Let’s take a look at the current broad market configuration using the S&P 500 Futures summary analysis from Stops and Targets as a proxy…
In the screen capture above take a peek at the range envelopes indicator at the top center (outlined in orange). Next to all three timeframes, we see sideways ↔ green arrows, which tell us that the market remains rangebound (currently NOT trending).
Using the ‘last range signal’ dates trick, start with the oldest date and work forward to get the following range update… 1) Market started a long-term pullback at 2883.50 signaled on 29-Jan-18. 2) We next got an intermediate-term countertrend rally signal at 2535.25 on 06-Feb-18. 3) The latest signal is a short-term countertrend pullback at 2805.25 on 12-Mar-18.
So, here we are still inside the trading ranges and continuing to work-off the big pullback from 29-Jan-18 to 06-Feb-18.
Bias is up in all three timeframes above the intermediate stop/reverse line at 2713.50 as we continue to watch and wait to see when the short-term timeframe will eventually start trending again. For the bullish trend to restart to the upside what we will need to see is price action that will eventually cause the bottom of the short-term range channel (currently at 2668.75) to cross ABOVE the current stop/reverse line (currently at 2706.75). The opposite is true to restart a bearish trend… the top of the short-term range channel would need to cross BELOW the short-term stop/reverse line. What makes a market ‘trend’ bullish is a sequence of higher highs and higher lows–and vice versa for bearish trends. See how that works?

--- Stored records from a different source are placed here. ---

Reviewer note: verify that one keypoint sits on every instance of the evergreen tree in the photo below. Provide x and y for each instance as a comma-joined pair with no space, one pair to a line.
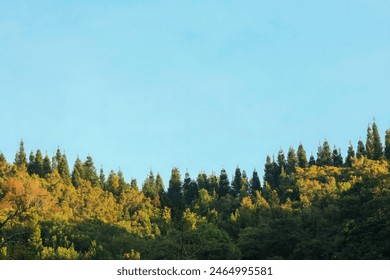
102,178
20,157
90,173
255,183
302,158
190,189
271,172
38,164
360,150
312,160
324,157
46,166
175,194
31,164
370,143
387,145
112,183
337,158
149,186
213,184
63,169
282,164
237,182
224,184
350,156
77,173
121,181
134,184
291,161
377,143
159,184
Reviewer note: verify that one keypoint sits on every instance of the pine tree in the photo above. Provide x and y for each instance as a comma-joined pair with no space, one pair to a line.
312,160
38,164
271,172
224,184
237,182
387,145
122,182
149,186
134,184
337,158
370,143
20,157
377,143
302,158
190,189
46,166
360,149
31,164
90,173
292,161
77,173
281,161
255,183
102,178
350,156
175,194
324,155
63,169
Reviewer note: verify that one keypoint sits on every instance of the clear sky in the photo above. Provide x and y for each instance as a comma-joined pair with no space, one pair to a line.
198,85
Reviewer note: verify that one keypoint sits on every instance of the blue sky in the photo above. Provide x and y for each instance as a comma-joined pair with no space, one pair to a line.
199,85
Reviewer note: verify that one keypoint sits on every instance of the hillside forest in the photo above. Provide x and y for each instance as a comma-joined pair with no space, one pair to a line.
327,206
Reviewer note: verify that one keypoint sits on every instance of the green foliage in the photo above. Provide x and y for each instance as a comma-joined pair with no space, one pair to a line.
320,209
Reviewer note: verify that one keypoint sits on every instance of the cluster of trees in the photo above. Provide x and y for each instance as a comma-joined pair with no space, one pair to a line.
317,208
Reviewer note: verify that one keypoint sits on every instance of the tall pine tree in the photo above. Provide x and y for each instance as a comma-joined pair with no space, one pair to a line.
387,145
370,143
20,157
302,158
377,143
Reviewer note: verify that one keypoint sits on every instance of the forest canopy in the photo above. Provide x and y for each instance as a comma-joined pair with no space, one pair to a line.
323,207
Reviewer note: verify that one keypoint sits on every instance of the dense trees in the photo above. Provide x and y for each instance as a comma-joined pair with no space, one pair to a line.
324,208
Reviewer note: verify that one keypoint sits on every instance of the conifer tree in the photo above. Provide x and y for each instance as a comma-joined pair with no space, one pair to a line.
134,184
90,173
370,143
213,184
77,173
291,161
377,143
149,186
302,158
102,178
31,164
387,145
237,182
360,149
63,169
255,182
312,160
281,161
175,194
190,189
224,184
159,184
337,158
271,172
46,166
20,157
324,155
350,156
122,182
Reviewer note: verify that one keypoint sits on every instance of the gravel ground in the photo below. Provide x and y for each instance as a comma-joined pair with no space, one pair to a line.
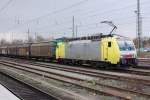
85,93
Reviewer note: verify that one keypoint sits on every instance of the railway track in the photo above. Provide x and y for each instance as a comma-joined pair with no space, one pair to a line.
93,74
70,80
22,90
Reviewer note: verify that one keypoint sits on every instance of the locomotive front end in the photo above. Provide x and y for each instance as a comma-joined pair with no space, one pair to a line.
128,52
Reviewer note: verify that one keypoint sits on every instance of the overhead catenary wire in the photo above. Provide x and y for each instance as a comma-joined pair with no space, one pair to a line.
5,6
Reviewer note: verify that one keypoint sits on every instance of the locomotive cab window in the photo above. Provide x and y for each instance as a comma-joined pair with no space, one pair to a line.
109,44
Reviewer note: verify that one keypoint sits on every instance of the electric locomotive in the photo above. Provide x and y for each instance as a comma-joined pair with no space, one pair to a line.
97,50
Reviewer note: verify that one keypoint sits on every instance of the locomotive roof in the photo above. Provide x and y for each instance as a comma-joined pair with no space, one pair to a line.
94,37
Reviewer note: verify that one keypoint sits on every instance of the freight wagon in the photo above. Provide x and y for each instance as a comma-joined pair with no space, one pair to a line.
97,50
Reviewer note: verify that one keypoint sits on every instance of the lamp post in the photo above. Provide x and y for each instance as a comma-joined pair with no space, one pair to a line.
110,23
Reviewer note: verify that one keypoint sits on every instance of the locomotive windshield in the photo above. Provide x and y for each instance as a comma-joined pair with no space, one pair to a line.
126,45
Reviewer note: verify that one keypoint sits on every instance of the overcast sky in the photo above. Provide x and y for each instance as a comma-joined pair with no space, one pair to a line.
53,18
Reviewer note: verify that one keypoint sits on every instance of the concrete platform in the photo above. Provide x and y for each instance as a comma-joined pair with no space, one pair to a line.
6,94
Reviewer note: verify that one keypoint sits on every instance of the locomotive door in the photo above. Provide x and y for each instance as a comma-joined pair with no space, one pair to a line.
104,51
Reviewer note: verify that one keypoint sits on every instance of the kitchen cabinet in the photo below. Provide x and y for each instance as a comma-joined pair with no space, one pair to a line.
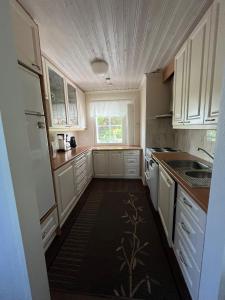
180,85
199,70
65,190
196,71
116,164
89,165
26,37
189,240
65,101
166,203
116,168
48,229
101,163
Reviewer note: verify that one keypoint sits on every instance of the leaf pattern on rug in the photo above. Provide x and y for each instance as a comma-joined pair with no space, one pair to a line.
132,252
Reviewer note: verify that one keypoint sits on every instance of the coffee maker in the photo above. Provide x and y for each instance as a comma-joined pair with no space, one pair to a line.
63,143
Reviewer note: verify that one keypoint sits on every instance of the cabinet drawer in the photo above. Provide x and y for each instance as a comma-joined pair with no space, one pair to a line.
131,161
191,232
48,228
190,272
132,172
131,153
196,212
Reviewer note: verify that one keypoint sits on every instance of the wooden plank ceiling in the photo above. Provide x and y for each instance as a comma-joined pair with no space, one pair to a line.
133,36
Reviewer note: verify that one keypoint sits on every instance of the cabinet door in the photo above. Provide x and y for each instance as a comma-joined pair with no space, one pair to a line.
198,45
81,109
65,189
179,86
26,37
166,203
72,113
216,63
116,164
57,98
101,163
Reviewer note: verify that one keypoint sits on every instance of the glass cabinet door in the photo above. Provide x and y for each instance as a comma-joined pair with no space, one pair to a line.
72,105
56,83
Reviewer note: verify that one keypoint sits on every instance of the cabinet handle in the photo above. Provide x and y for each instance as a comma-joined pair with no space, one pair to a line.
184,228
187,203
210,120
182,259
36,66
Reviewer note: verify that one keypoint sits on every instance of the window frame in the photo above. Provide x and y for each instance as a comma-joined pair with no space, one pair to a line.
96,132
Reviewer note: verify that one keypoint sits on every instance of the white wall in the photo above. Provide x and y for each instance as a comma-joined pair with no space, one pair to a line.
213,256
190,139
87,137
143,122
22,263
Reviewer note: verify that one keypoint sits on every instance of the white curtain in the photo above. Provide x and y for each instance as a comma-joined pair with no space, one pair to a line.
119,108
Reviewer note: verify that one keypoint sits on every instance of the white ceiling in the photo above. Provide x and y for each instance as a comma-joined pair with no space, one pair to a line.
133,36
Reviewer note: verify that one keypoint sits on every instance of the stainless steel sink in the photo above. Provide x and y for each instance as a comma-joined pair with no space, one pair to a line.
195,173
199,174
192,164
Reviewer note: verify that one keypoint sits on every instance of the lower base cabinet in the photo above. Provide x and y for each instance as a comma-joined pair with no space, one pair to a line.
48,229
71,181
189,240
116,164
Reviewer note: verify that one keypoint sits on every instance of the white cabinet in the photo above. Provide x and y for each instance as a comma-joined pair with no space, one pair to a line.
189,240
66,104
116,164
48,229
197,63
116,168
101,163
179,99
26,37
199,70
65,190
166,202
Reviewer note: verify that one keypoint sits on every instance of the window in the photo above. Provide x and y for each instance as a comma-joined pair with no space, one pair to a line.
109,130
113,121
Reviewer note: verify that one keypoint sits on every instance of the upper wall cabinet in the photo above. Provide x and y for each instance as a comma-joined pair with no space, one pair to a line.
199,72
26,37
66,104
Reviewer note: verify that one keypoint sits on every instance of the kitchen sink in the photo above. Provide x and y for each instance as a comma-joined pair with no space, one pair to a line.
195,173
199,174
192,164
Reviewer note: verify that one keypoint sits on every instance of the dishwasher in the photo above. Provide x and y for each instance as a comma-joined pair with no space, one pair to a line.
166,193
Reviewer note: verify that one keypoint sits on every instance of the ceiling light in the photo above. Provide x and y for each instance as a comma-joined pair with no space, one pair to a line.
99,66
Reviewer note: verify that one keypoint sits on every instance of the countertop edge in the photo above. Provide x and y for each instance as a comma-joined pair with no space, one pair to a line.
88,148
181,182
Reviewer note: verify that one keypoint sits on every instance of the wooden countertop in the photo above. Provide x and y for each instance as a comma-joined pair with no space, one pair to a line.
64,157
200,195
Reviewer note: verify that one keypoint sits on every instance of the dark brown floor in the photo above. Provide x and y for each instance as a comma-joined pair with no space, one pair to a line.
106,188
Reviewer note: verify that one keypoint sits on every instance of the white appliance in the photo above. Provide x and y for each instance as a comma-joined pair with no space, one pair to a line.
166,203
36,129
152,172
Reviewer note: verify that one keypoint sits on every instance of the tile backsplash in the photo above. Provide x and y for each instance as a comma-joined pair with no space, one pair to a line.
190,139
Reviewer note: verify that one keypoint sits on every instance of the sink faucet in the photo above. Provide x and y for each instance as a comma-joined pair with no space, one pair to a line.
206,152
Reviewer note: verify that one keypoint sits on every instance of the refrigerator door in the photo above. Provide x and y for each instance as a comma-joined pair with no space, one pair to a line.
31,91
40,162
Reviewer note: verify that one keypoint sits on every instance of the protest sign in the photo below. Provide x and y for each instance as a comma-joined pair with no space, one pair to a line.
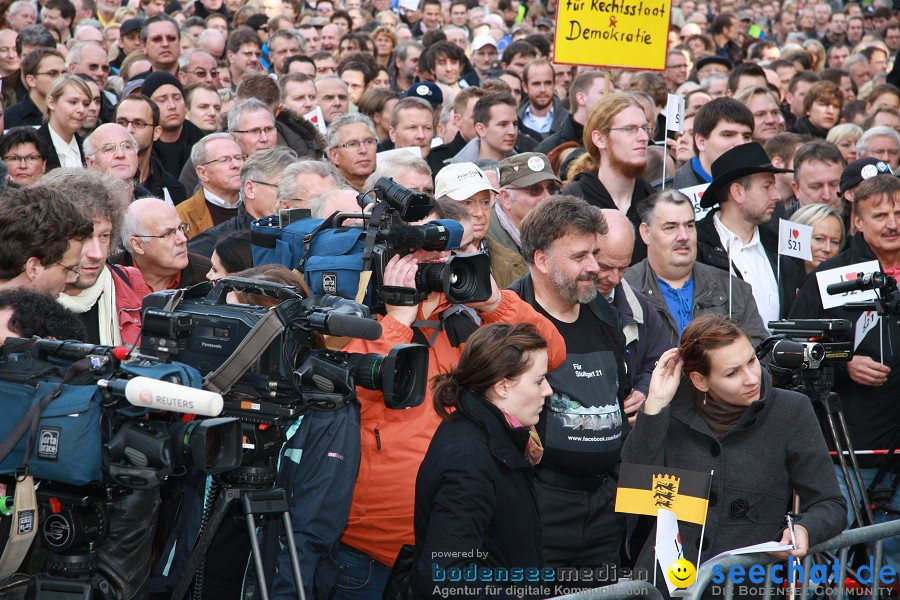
630,34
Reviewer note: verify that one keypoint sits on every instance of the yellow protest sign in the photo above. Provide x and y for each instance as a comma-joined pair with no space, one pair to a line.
631,34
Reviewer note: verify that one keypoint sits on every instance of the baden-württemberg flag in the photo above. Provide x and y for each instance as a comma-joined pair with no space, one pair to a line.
644,489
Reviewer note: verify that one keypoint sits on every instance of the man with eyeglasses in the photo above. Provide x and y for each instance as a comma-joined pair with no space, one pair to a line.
161,38
198,66
610,173
90,59
155,241
112,149
106,298
204,106
243,52
140,116
260,178
42,233
40,69
218,161
467,186
350,144
333,97
282,46
178,135
252,126
525,180
129,41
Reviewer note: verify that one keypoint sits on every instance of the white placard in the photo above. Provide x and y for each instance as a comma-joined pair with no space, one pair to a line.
867,321
668,543
675,113
794,239
695,193
839,274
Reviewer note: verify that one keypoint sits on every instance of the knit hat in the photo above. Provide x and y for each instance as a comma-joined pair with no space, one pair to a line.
156,80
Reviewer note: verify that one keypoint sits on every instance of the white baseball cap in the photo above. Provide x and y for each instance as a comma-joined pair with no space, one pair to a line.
461,181
483,40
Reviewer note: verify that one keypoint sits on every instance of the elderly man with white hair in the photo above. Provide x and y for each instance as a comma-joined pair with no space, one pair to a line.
304,181
112,149
880,142
155,241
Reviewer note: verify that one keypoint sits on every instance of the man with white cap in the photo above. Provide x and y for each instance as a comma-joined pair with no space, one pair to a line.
467,185
484,55
525,180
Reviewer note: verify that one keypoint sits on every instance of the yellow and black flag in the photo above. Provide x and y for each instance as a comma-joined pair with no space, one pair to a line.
644,489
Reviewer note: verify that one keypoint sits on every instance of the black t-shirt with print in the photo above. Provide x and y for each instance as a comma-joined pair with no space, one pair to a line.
582,424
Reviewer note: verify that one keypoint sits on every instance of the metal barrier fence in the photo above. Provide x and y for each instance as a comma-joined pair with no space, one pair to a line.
840,544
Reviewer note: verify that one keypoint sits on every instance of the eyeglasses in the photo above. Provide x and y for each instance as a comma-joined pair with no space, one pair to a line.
76,270
356,145
632,129
183,228
137,124
256,131
537,189
202,73
30,159
125,146
224,160
96,66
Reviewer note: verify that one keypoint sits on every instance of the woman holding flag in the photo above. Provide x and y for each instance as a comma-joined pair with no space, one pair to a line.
712,408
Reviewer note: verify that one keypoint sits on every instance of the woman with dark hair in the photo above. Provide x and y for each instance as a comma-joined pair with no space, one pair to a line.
233,253
25,154
475,500
762,444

For the short-term bullish trend to reassert, we will need another 2-3 days above 2706.75.
Let’s take a look at Stops and Target’s numbers plotted out on my charts to see things from a slightly different perspective…
I have color-coded the range envelopes using three degrees of yellow shading. Light yellow is long-term, medium yellow is intermediate, and bright yellow is short term. See how all three ranges are currently nested one inside the other?
The big trading range (long-term) was created by the takedown from the exhaustion top (Top Spotter alert) at 2883.50 on 29-Jan-18 to the bounce off long-term stop/reverse line at 2563.25 on 06-Feb-18, with a futures Bottom Spotter on that date at 2534.
As I have said here previously–that was the precise spot where bears should have covered and I pointed it out in real-time here on my 06-Feb-18 post.
I also pointed out the huge number of Russell 3000 Bottom Spotters at the double bottom on 09-Feb-18, which was where the pros undoubtedly loaded up on the long side.
For Spotter fans, take a look at this link to all active confirmed spotter signals. Scroll down the Net% column and take a gander at the fats gains on the symbols that confirmed after -06-Feb-18: https://stopsandtargets.com/members/signals/spotter.php?param=BSbuy
The symbols on that link above are your market leaders and it is a great source to find trading opportunities in a market like this.
So, that brings us to today…
Notice on the chart above that the rally off the bottom at 2534 stalled at 2794.75 on 27-Feb-18. That set up a short-term pivot high and if we take another look at Stops and Targets’ short-term analysis tab, this is what it says there…
Stops and Targets is showing a partials target has been achieved at that same 2794.75 pivot. So, it’s time to ring the register for sharp traders as we watch to see what happens here at this line of resistance. Basically, what is happening here is a stop run above the pivot at 2794.75. Above that line, pros knew they could find buy-to-cover orders resting from out of sync bears who shorted the last pullback to a bounce off the bottom of the short-term range envelope (along with momentum bulls who haven’t figured out yet that the market is still range-bound).
So here we are…a rally into profit-taking above 2794.75 is now experiencing mild selling. It’s all good for bulls on any pullback that stays above the short-term stop/reverse line at 2706.75 –but if this initial selling were to accelerate, then the next target lower would be the rising bottom of the short-term range envelope. Otherwise, if buyers step in after this profit-taking here then the next target higher would be the long-term range top with an eventual resumption of the BULL 10 rating.